14. The method as defined in claim 7, wherein the bore has a circular cross-sectional profile in a plane perpendicular to the bore axis.

15. The method as defined in claim 7, wherein:

the part is oriented so that the bore axis is between 0 and 45 degrees of horizontal;

the induction heating coil is attached to an adjustable fixture during the heating of the part, the fixture including a base attached to the part and a carriage that is vertically adjustable relative to the base, the induction heating coil being attached to the carriage; and

the method includes vertically adjusting the carriage and the induction heating coil relative to the base.

16. An induction heating assembly comprising:

a part having a bore, the bore having a central bore axis; and

a fixture mounted to the part, the fixture including: a base including one or more locators engaged with the part and locating the base relative to the part; and an induction heating coil supported by the base, the induction heating coil being disposed inside the bore of the part and being inductively coupled to the part, the induction heating coil being wound about a coil axis, the coil axis and the bore axis being non-coaxial.

17. The induction heating assembly as defined in claim 16, wherein the bore axis is between 0 and 45 degrees of horizontal.

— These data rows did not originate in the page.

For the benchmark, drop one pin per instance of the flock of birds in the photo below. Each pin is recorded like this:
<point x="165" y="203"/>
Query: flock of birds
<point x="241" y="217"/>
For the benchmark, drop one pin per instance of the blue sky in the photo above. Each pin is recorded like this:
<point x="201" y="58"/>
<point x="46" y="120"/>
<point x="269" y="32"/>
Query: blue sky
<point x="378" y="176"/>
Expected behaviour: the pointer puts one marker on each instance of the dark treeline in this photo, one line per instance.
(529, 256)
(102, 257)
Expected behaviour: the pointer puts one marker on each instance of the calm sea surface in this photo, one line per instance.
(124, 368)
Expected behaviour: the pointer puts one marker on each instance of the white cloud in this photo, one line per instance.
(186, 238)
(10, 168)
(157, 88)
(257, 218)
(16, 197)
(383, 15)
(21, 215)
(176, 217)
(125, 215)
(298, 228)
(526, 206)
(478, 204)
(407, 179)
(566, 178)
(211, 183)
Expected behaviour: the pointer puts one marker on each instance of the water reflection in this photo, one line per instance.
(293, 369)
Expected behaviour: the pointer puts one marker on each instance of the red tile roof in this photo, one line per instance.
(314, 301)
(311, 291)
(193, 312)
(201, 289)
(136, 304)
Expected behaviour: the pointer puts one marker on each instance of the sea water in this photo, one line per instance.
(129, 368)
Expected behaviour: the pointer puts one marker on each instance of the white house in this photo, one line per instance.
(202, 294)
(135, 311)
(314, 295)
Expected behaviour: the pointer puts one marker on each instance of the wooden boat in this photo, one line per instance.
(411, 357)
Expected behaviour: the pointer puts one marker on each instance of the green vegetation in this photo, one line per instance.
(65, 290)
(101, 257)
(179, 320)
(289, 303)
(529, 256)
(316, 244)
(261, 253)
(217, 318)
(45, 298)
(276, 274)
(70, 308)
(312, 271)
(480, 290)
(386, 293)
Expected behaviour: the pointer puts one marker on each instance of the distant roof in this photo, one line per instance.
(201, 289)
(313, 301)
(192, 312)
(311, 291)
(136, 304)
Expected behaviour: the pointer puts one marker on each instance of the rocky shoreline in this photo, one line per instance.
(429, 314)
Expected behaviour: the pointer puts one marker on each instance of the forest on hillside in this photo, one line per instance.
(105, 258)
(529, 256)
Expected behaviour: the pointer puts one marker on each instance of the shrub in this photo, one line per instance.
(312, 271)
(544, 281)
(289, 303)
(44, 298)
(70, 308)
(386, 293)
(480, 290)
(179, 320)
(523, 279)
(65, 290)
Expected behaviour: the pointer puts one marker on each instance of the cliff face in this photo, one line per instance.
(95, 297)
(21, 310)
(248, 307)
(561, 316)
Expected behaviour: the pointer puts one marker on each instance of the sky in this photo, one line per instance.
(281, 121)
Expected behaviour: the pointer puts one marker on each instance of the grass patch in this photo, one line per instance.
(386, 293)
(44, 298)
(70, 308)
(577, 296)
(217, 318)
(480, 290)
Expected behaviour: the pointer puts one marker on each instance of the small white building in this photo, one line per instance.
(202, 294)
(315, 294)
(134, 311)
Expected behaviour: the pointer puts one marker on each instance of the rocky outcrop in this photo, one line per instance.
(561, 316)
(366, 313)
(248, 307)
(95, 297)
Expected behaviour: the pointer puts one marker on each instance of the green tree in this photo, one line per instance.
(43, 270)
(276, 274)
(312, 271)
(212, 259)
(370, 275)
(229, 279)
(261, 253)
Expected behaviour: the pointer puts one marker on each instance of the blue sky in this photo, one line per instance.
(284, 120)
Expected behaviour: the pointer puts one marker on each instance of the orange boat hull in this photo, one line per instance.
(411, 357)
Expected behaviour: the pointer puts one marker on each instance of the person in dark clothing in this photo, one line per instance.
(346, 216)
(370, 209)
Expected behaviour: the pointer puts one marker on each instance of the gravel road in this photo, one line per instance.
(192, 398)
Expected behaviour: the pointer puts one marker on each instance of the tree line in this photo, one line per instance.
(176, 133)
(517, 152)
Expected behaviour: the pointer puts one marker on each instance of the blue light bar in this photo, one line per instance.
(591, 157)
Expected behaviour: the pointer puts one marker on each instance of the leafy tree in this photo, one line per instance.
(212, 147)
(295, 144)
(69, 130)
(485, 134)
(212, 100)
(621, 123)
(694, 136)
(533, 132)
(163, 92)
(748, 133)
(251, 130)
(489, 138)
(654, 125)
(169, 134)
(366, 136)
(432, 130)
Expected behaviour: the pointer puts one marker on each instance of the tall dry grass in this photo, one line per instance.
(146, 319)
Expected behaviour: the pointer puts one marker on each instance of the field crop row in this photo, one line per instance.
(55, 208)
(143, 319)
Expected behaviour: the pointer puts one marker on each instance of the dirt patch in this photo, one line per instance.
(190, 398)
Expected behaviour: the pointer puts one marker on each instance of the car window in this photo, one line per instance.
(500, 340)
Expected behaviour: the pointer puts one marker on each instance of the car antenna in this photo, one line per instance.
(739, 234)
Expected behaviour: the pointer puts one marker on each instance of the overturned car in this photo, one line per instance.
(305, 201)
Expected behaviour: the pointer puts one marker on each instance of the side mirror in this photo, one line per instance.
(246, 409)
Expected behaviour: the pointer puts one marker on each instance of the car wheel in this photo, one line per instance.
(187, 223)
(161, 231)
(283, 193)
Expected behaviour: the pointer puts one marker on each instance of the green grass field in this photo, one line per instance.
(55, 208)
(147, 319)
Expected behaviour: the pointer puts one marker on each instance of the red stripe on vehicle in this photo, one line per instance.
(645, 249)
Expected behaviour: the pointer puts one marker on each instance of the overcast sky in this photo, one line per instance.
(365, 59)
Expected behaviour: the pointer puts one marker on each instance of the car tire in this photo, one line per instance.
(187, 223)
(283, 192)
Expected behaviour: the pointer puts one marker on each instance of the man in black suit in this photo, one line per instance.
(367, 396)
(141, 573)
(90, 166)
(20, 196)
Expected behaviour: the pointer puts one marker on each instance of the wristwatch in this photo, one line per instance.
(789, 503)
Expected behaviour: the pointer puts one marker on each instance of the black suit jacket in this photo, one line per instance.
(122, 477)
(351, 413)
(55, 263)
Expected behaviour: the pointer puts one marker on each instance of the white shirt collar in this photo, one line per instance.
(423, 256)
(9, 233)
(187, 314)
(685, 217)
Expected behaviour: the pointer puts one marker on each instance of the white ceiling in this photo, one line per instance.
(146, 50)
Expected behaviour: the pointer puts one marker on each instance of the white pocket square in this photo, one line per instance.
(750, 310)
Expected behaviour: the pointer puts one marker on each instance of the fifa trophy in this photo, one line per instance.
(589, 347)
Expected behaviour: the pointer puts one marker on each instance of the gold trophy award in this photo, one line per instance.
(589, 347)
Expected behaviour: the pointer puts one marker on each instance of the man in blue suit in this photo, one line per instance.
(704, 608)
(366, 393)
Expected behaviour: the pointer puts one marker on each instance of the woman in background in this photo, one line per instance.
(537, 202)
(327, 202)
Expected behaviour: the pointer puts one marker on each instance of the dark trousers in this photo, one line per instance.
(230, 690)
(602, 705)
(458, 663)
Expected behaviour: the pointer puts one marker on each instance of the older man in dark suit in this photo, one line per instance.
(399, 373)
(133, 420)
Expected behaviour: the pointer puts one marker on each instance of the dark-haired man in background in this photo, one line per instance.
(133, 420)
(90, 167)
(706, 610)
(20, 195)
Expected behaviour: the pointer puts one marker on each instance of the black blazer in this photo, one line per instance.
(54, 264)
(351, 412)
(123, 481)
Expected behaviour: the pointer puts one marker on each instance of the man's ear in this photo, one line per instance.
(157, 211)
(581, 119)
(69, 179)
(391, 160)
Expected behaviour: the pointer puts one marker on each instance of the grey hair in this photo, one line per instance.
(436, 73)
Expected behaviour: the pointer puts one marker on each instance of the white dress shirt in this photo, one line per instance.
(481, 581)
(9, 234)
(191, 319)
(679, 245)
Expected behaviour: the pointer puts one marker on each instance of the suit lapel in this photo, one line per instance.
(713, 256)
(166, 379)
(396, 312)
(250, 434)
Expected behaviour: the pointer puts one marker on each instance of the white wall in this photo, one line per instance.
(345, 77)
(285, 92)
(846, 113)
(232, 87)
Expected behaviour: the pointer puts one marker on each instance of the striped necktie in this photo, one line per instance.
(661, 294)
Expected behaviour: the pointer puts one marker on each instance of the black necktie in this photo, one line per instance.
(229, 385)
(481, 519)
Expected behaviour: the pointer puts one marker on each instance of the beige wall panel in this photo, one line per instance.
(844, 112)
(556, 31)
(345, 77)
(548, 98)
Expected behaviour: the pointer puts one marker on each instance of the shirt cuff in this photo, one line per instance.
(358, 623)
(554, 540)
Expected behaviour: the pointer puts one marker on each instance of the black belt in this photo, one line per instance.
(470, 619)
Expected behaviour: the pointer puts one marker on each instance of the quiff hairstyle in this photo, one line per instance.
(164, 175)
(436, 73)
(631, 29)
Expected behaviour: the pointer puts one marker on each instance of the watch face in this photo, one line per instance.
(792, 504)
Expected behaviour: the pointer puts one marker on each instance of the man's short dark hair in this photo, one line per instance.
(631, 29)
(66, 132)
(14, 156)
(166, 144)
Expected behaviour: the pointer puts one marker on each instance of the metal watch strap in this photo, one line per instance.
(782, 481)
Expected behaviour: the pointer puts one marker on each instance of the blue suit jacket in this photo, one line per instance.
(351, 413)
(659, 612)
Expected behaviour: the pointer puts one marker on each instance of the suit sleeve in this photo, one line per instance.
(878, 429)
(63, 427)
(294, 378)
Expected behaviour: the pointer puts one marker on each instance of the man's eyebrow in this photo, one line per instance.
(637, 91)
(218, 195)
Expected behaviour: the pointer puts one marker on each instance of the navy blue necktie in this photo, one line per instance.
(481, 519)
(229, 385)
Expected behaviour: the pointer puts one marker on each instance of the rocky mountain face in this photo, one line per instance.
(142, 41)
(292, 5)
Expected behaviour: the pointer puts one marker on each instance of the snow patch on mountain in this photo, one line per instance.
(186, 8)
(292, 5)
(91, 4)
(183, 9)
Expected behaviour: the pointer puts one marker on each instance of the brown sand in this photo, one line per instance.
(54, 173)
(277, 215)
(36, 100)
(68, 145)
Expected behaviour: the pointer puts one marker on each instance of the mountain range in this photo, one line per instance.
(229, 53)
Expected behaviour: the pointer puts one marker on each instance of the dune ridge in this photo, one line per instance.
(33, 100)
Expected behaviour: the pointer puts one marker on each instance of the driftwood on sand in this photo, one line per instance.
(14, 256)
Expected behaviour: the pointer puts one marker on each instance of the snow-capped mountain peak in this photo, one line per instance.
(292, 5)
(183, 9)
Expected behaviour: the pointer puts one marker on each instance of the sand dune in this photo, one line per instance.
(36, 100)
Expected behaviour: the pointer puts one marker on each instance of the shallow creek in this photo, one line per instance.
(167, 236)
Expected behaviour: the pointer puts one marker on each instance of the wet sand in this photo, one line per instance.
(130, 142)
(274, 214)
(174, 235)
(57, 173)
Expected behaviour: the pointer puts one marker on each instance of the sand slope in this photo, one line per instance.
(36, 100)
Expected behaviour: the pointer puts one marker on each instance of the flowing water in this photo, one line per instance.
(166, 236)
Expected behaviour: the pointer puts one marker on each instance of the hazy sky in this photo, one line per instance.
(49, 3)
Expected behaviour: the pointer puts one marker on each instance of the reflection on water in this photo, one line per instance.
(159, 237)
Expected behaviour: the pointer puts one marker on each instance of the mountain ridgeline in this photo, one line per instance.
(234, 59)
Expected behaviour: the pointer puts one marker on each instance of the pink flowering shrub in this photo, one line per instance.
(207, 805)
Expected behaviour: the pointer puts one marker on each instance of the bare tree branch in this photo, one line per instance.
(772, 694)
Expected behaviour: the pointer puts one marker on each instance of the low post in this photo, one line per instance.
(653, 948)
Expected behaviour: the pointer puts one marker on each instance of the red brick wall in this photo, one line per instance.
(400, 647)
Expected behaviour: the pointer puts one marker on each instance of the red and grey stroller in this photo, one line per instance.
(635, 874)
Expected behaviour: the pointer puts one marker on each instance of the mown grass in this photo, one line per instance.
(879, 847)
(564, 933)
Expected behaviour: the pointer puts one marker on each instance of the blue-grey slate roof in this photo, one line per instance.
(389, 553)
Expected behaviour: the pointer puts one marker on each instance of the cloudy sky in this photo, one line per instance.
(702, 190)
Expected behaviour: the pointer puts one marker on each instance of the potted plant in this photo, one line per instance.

18. The induction heating assembly as defined in claim 16, wherein the one or more locators include three locators engaged with a cylindrical surface of the part.

19. The induction heating assembly as defined in claim 16, wherein:

the fixture includes a carriage adjustably attached to the base; and

the induction heating coil is attached to the carriage and is adjustable with the carriage relative to the base.

20. The induction heating assembly as defined in claim 19, wherein:

the bore axis is horizontal; and

the carriage is adjustable along a vertical direction relative to the base.